The Town of Hallie was founded on August 17, 1915. On February 18, 2003, however, most of the town incorporated as the village of Lake Hallie, taking with it nearly all of the town's population and reducing the town's remaining land area to 7.445 sqmi.

==Geography==
According to the United States Census Bureau, the town has a total area of 7.445 sqmi, all land.

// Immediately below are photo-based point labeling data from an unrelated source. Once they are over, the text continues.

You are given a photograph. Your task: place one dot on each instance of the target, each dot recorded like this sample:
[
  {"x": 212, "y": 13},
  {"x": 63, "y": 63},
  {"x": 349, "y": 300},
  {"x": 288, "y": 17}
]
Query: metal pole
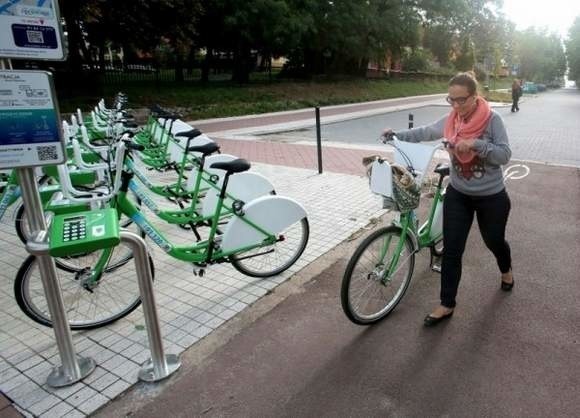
[
  {"x": 159, "y": 366},
  {"x": 318, "y": 140},
  {"x": 73, "y": 369}
]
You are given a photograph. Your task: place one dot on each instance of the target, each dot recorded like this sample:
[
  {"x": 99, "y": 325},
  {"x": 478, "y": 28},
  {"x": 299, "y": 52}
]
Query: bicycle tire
[
  {"x": 437, "y": 248},
  {"x": 104, "y": 303},
  {"x": 359, "y": 306},
  {"x": 251, "y": 263}
]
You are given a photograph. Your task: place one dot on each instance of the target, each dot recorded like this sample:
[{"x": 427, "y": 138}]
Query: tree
[
  {"x": 573, "y": 51},
  {"x": 541, "y": 55}
]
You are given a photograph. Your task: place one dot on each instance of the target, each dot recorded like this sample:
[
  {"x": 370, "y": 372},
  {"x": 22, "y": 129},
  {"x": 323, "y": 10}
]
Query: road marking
[{"x": 516, "y": 172}]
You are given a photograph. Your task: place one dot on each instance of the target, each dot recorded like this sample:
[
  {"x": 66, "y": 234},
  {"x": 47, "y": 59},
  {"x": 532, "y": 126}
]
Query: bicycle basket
[
  {"x": 396, "y": 184},
  {"x": 406, "y": 191}
]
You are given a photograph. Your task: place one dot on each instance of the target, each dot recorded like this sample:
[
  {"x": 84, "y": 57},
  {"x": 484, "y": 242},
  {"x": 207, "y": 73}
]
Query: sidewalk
[{"x": 338, "y": 203}]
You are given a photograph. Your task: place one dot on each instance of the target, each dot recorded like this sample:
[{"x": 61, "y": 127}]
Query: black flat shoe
[
  {"x": 431, "y": 321},
  {"x": 507, "y": 287}
]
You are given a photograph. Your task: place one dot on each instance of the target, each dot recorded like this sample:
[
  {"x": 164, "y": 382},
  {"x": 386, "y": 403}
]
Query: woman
[
  {"x": 478, "y": 148},
  {"x": 516, "y": 94}
]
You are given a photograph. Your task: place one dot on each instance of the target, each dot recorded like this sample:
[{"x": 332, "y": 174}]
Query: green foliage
[
  {"x": 416, "y": 60},
  {"x": 466, "y": 57},
  {"x": 223, "y": 99},
  {"x": 573, "y": 51},
  {"x": 541, "y": 56}
]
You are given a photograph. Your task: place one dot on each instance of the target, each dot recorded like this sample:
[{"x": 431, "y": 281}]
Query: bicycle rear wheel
[
  {"x": 88, "y": 305},
  {"x": 274, "y": 259},
  {"x": 364, "y": 297}
]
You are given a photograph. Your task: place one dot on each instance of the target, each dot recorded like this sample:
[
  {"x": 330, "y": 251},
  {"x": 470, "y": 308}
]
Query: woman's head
[{"x": 462, "y": 93}]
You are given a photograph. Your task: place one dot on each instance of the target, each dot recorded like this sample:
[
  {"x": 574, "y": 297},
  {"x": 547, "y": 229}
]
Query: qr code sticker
[
  {"x": 47, "y": 153},
  {"x": 34, "y": 37}
]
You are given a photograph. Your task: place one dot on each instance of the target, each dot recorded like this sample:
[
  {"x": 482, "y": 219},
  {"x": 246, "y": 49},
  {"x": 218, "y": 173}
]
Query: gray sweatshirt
[{"x": 484, "y": 176}]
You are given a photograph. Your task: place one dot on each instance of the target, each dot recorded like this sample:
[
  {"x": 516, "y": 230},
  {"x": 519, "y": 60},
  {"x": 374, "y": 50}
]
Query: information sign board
[
  {"x": 31, "y": 29},
  {"x": 30, "y": 133}
]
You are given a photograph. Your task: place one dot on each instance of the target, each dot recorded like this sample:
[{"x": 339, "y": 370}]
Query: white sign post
[
  {"x": 31, "y": 29},
  {"x": 30, "y": 133}
]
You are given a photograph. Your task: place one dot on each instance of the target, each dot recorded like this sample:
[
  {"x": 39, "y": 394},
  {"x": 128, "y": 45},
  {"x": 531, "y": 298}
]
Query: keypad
[{"x": 74, "y": 229}]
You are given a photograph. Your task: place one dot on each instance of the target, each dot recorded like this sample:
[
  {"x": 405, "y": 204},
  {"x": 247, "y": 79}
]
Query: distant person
[
  {"x": 517, "y": 91},
  {"x": 479, "y": 147}
]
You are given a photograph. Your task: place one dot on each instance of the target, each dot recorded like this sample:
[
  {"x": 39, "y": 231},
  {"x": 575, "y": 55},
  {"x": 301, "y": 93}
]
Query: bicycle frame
[{"x": 420, "y": 236}]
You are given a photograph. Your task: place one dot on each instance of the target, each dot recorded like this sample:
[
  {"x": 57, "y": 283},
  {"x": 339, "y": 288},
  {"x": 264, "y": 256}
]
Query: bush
[{"x": 416, "y": 60}]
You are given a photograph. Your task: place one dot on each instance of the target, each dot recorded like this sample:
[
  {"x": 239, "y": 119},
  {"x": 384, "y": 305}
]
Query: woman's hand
[
  {"x": 465, "y": 146},
  {"x": 387, "y": 134}
]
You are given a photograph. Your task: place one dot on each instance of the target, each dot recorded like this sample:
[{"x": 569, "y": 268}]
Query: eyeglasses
[{"x": 458, "y": 100}]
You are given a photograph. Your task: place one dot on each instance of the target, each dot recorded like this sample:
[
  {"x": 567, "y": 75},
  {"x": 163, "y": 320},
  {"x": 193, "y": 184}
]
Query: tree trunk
[
  {"x": 241, "y": 65},
  {"x": 179, "y": 69},
  {"x": 206, "y": 66}
]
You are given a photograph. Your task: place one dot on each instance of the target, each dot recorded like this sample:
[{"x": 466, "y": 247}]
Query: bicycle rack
[
  {"x": 73, "y": 368},
  {"x": 159, "y": 366}
]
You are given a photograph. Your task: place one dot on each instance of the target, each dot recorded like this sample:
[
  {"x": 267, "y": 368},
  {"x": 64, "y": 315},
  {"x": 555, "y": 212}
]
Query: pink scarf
[{"x": 458, "y": 129}]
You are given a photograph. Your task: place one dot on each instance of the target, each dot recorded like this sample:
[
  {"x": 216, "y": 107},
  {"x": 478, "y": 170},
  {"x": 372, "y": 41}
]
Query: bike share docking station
[{"x": 30, "y": 137}]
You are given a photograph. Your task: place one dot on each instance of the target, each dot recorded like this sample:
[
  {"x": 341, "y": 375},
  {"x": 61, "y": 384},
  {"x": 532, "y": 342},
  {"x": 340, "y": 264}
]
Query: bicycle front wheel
[
  {"x": 88, "y": 304},
  {"x": 274, "y": 259},
  {"x": 366, "y": 296}
]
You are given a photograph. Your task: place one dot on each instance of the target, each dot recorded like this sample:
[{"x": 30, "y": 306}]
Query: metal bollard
[
  {"x": 73, "y": 368},
  {"x": 318, "y": 140},
  {"x": 159, "y": 366}
]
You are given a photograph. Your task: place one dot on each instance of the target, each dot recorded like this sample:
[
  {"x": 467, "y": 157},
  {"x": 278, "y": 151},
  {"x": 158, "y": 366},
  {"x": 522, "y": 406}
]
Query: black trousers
[
  {"x": 458, "y": 212},
  {"x": 515, "y": 101}
]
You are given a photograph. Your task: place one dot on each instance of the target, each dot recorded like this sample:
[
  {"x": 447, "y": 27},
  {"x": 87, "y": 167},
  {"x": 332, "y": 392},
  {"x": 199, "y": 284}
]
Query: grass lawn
[{"x": 222, "y": 99}]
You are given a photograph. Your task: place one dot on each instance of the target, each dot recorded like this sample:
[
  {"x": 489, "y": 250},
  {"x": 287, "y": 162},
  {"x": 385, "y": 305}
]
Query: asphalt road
[{"x": 546, "y": 128}]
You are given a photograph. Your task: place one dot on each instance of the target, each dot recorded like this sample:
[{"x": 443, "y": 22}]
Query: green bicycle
[
  {"x": 381, "y": 268},
  {"x": 104, "y": 287}
]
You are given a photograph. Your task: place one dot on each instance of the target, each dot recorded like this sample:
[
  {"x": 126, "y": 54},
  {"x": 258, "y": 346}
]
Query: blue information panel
[
  {"x": 31, "y": 29},
  {"x": 30, "y": 132}
]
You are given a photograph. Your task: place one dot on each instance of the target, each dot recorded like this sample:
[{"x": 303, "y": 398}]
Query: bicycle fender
[
  {"x": 271, "y": 213},
  {"x": 245, "y": 186}
]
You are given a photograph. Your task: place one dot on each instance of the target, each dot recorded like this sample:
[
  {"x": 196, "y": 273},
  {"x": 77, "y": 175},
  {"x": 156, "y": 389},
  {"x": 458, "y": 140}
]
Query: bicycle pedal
[{"x": 198, "y": 271}]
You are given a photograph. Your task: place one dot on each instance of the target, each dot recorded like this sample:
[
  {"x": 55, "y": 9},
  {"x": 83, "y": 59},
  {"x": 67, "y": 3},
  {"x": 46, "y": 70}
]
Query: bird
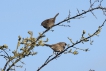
[
  {"x": 58, "y": 47},
  {"x": 48, "y": 23}
]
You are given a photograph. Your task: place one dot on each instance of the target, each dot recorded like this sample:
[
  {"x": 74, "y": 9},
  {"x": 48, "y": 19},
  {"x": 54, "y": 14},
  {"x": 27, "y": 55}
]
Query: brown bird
[
  {"x": 58, "y": 47},
  {"x": 48, "y": 23}
]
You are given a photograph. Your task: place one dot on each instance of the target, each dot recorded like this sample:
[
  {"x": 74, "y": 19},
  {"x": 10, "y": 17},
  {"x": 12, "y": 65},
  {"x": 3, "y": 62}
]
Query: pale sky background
[{"x": 17, "y": 17}]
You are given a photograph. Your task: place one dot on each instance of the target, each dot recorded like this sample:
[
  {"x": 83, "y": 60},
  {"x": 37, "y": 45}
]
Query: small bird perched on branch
[
  {"x": 58, "y": 47},
  {"x": 48, "y": 23}
]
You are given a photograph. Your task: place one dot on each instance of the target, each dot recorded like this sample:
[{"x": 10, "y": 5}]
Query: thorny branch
[
  {"x": 23, "y": 54},
  {"x": 47, "y": 61}
]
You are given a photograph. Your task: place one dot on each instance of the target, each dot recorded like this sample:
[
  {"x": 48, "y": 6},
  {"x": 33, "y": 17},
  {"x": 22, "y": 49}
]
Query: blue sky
[{"x": 17, "y": 17}]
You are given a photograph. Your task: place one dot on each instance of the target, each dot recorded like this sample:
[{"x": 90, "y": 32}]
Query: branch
[{"x": 69, "y": 47}]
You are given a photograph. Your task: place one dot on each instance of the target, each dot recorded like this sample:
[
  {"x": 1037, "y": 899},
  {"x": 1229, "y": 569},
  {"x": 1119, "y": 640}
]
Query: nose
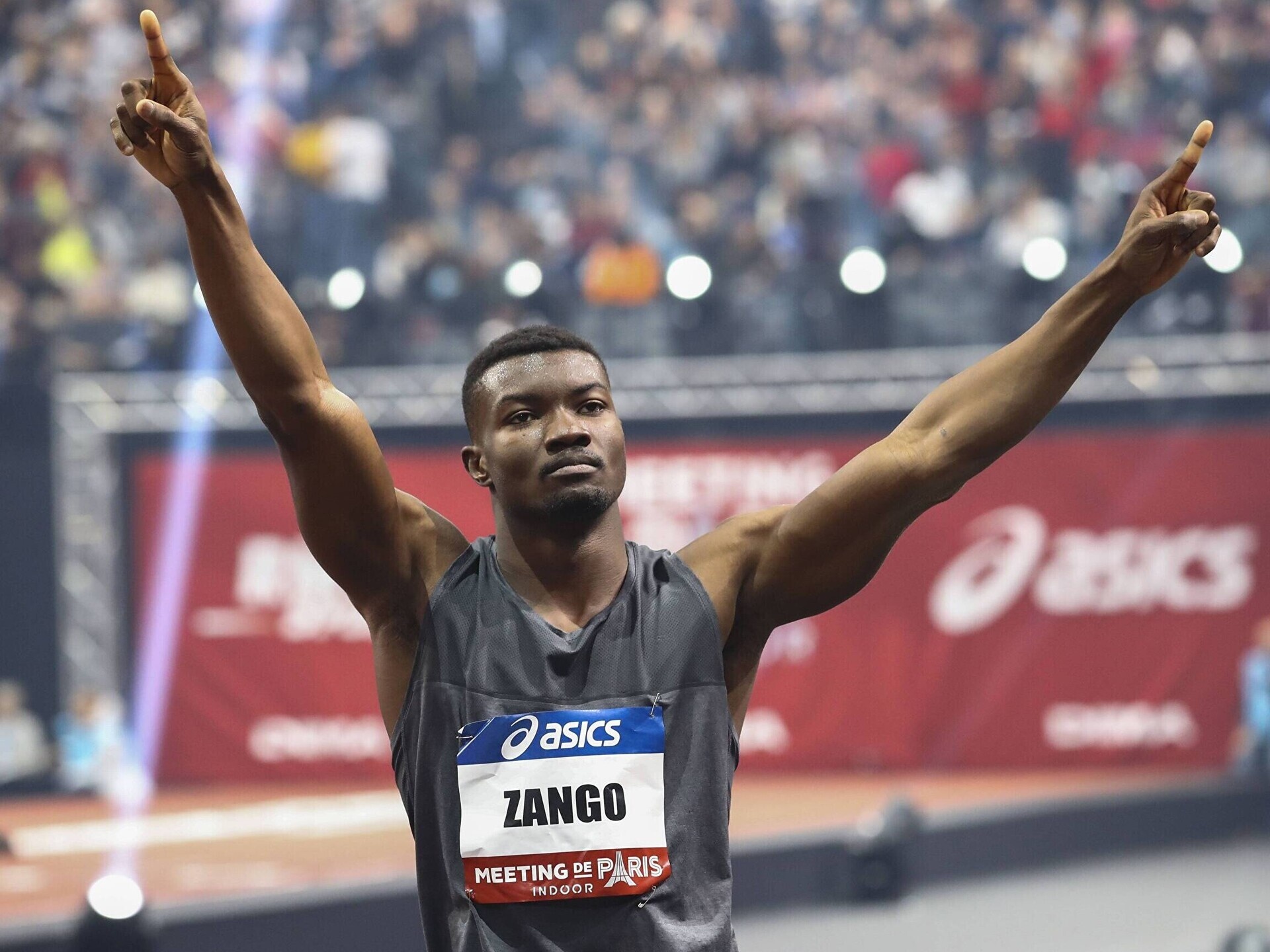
[{"x": 567, "y": 432}]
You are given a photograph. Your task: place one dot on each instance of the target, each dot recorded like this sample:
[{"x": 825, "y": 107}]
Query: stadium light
[
  {"x": 863, "y": 272},
  {"x": 1044, "y": 258},
  {"x": 114, "y": 920},
  {"x": 346, "y": 288},
  {"x": 523, "y": 278},
  {"x": 116, "y": 896},
  {"x": 689, "y": 277},
  {"x": 1227, "y": 255}
]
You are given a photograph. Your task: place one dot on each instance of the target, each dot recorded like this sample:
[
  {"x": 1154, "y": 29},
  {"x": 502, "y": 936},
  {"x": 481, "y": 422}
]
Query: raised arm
[
  {"x": 381, "y": 546},
  {"x": 824, "y": 550}
]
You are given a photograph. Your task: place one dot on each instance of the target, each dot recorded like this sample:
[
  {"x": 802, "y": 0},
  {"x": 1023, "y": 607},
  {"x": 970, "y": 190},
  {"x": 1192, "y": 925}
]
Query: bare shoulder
[
  {"x": 435, "y": 541},
  {"x": 724, "y": 559}
]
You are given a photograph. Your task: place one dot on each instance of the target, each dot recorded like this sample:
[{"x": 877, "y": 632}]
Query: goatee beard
[{"x": 578, "y": 506}]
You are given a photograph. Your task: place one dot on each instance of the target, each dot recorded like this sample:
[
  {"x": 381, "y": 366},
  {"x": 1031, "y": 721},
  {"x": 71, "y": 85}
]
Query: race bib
[{"x": 563, "y": 805}]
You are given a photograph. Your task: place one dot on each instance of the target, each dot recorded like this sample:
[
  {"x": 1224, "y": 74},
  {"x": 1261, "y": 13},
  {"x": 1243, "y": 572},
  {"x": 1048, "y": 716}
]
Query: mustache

The town of Hallie is located along the southern edge of Chippewa County and is bordered to the south by Eau Claire County. It is bordered to the north and west by the village of Lake Hallie, formerly part of the town.

==Demographics==

Historical population
| Census | Pop. | Note | %± |
| 1920 | 734 |  | — |
| 1930 | 792 |  | 7.9% |
| 1940 | 1,020 |  | 28.8% |
| 1950 | 1,423 |  | 39.5% |
| 1960 | 2,530 |  | 77.8% |
| 1970 | 3,568 |  | 41.0% |
| 1980 | 4,275 |  | 19.8% |
| 1990 | 4,531 |  | 6.0% |
| 2000 | 4,703 |  | 3.8% |
| 2010 | 161 |  | −96.6% |
| 2020 | 153 |  | −5.0% |
| 2025 (est.) | 187 |  | 22.2% |
U.S. Decennial Census 2020 Census

===2020 census===
As of the 2020 census, there were 153 people, 60 households, and 48 families residing in the town. The population density was 20.55 PD/sqmi. There were 64 housing units at an average density of 8.60 /sqmi. The racial makeup of the town was 93.46% White, 0.65% African American, 0.65% Native American, 1.31% Asian, 0.00% Pacific Islander, 0.65% from some other races and 3.27% from two or more races. Hispanic or Latino people of any race were 1.96% of the population.

===2010 census===
As of the 2010 census, there were 161 people, 60 households, and 46 families residing in the town. The population density was 21.63 PD/sqmi. There were 63 housing units at an average density of 8.46 /sqmi. The racial makeup of the town was 94.41% White, 0.00% African American, 2.48% Native American, 2.48% Asian, 0.00% Pacific Islander, 0.62% from some other races and 0.00% from two or more races. Hispanic or Latino people of any race were 3.11% of the population.

===2000 census===
As of the 2000 census, there were 4,703 people, 1,690 households, and 1,308 families residing in the town. The population density was 219.77 PD/sqmi. There were 1,729 housing units at an average density of 80.79 /sqmi. The racial makeup of the city was 97.15% White, 0.17% African American, 0.19% Native American, 1.45% Asian, 0.00% Pacific Islander, 0.40% from some other races and 0.64% from two or more races. Hispanic or Latino people of any race were 0.89% of the population.

There were 1,690 households, out of which 39.7% had children under the age of 18 living with them, 66.9% were married couples living together, 6.6% had a female householder with no husband present, and 22.6% were non-families. 15.9% of all households were made up of individuals, and 4.9% had someone living alone who was 65 years of age or older. The average household size was 2.78 and the average family size was 3.12.

In the town, the population was spread out, with 28.2% under the age of 18, 8.3% from 18 to 24, 31.7% from 25 to 44, 22.9% from 45 to 64, and 9.0% who were 65 years of age or older. The median age was 35 years. For every 100 females, there were 104.9 males. For every 100 females age 18 and over, there were 107.1 males.

The median income for a household in the town was $46,547, and the median income for a family was $52,220. Males had a median income of $35,313 versus $24,449 for females. The per capita income for the town was $17,523. About 3.6% of families and 6.5% of the population were below the poverty line, including 8.9% of those under age 18 and 6.9% of those age 65 or over.